Intraseasonal Variability and Synergistic Effects on Extreme Temperature Variations in Eastern China during the 2023–2024 Winter

In the context of global warming, abrupt transitions between extreme temperature states (extreme temperature variability events) pose severe threats to both ecosystems and socioeconomic systems. However, previous studies have primarily focused on the regulatory effects of atmospheric intraseasonal oscillation (ISO) on extreme temperatures from the perspective of a single scale, leaving the synergistic driving mechanisms of multi-scale ISO on extreme temperature variability poorly understood. This study investigates the synergistic influence mechanisms of 10–30-day and 30–60-day ISO on extreme temperature variability events in eastern China. Utilizing ERA5 reanalysis data from 1979 to 2024, the record-breaking extreme winter of 2023–2024 is employed as a representative case study to systematically elucidate these mechanisms. The results indicate that the winter of 2023–2024 was marked by a record-high surface air temperature variance, accompanied by two prominent extreme temperature variation processes. Wavelet and empirical orthogonal function (EOF) analyses reveal that both ISOs were anomalously strong during this winter and exhibited significant positive correlations with temperature variance, with the 10–30-day ISO playing a more dominant role. Phase evolution analysis demonstrates that phase-locking between the leading 10–30-day modes precedes extreme temperature events by approximately 5 days, whereas the 30–60-day ISO modulates the monthly-scale persistent warm or cold backgrounds. Dynamic diagnosis shows that the ISO-related wave activity flux drives the evolution of key circulation systems, such as the Ural blocking high and the East Asian trough, thereby governing the abrupt temperature reversals. Thermodynamic budget analysis highlights the dominant role of diabatic heating, particularly in the northern key region, where its 10–30-day component is crucial for rapid temperature reversals.
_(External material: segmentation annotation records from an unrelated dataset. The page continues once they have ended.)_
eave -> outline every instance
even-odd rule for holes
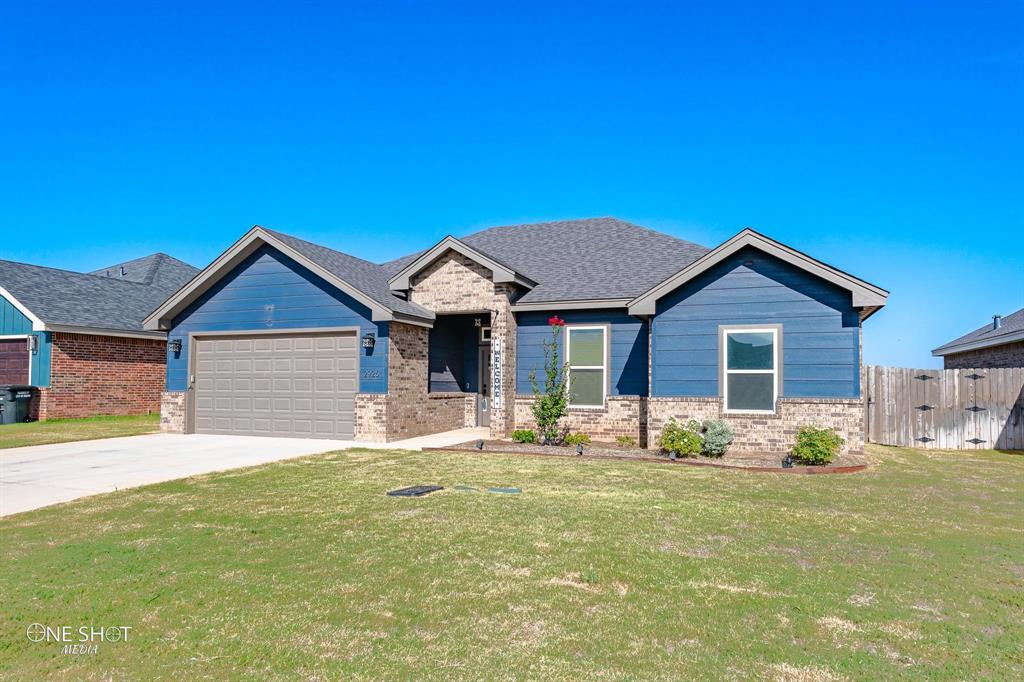
[[[787,247],[780,242],[776,242],[775,240],[765,237],[764,235],[748,227],[735,235],[732,239],[712,251],[709,251],[703,256],[682,268],[669,279],[658,285],[655,285],[647,292],[630,301],[630,314],[654,314],[658,299],[667,296],[687,282],[706,272],[710,268],[746,247],[758,249],[759,251],[774,256],[779,260],[810,272],[811,274],[814,274],[842,289],[846,289],[851,293],[853,307],[870,309],[870,312],[867,312],[867,314],[864,315],[865,317],[884,306],[887,298],[889,297],[889,292],[881,287],[876,287],[874,285],[864,282],[863,280],[859,280],[852,274],[837,269],[821,262],[820,260],[811,258],[805,253]]]

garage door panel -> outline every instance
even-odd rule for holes
[[[197,431],[352,437],[355,334],[200,339],[196,349]]]

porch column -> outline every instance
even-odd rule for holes
[[[492,410],[490,437],[504,438],[515,428],[516,322],[512,312],[513,289],[496,284],[490,313]]]

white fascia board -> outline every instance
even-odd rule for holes
[[[373,322],[390,322],[393,313],[374,299],[370,298],[361,291],[345,282],[338,275],[321,267],[309,260],[295,249],[284,244],[276,238],[269,235],[259,225],[253,227],[245,236],[231,245],[224,253],[220,254],[216,260],[203,268],[184,287],[179,289],[163,305],[150,313],[142,322],[142,327],[146,330],[166,330],[170,326],[170,319],[183,310],[189,303],[199,298],[205,291],[216,284],[224,274],[230,272],[239,263],[252,255],[263,244],[267,244],[278,251],[281,251],[289,258],[300,263],[303,267],[316,273],[327,282],[345,292],[358,302],[366,305],[371,310]]]
[[[997,336],[991,339],[978,339],[977,341],[968,341],[966,343],[959,343],[955,346],[939,347],[932,351],[932,354],[936,357],[942,357],[943,355],[951,355],[953,353],[963,353],[968,350],[978,350],[979,348],[989,348],[991,346],[1001,346],[1007,343],[1014,343],[1016,341],[1024,341],[1024,330],[1020,332],[1012,332],[1010,334],[1004,334],[1002,336]]]
[[[77,325],[47,325],[47,332],[63,332],[65,334],[91,334],[92,336],[117,336],[127,339],[166,339],[167,332],[143,332],[121,329],[103,329],[99,327],[79,327]]]
[[[502,265],[493,258],[488,258],[476,249],[463,244],[456,238],[449,235],[440,242],[431,247],[426,253],[422,254],[419,258],[414,260],[412,263],[401,268],[397,274],[388,280],[388,286],[395,291],[404,291],[410,288],[410,280],[414,275],[419,273],[421,270],[426,268],[432,262],[437,260],[445,251],[455,251],[456,253],[462,254],[466,258],[479,263],[483,267],[490,270],[492,281],[496,283],[506,283],[514,282],[516,284],[522,285],[526,288],[534,287],[535,282],[520,276],[515,271],[509,269],[508,267]]]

Critically, a synergistic effect significantly amplifies the intensity and frequency of extreme temperature variations when both ISOs are in positive phases concurrently. This study advances the understanding of the multi-scale dynamical mechanisms underlying extreme temperature variability and provides a scientific foundation for the extended-range forecasting of such events. Moreover, the findings offer critical insights for enhancing regional climate resilience and informing risk mitigation strategies for major urban clusters in eastern China.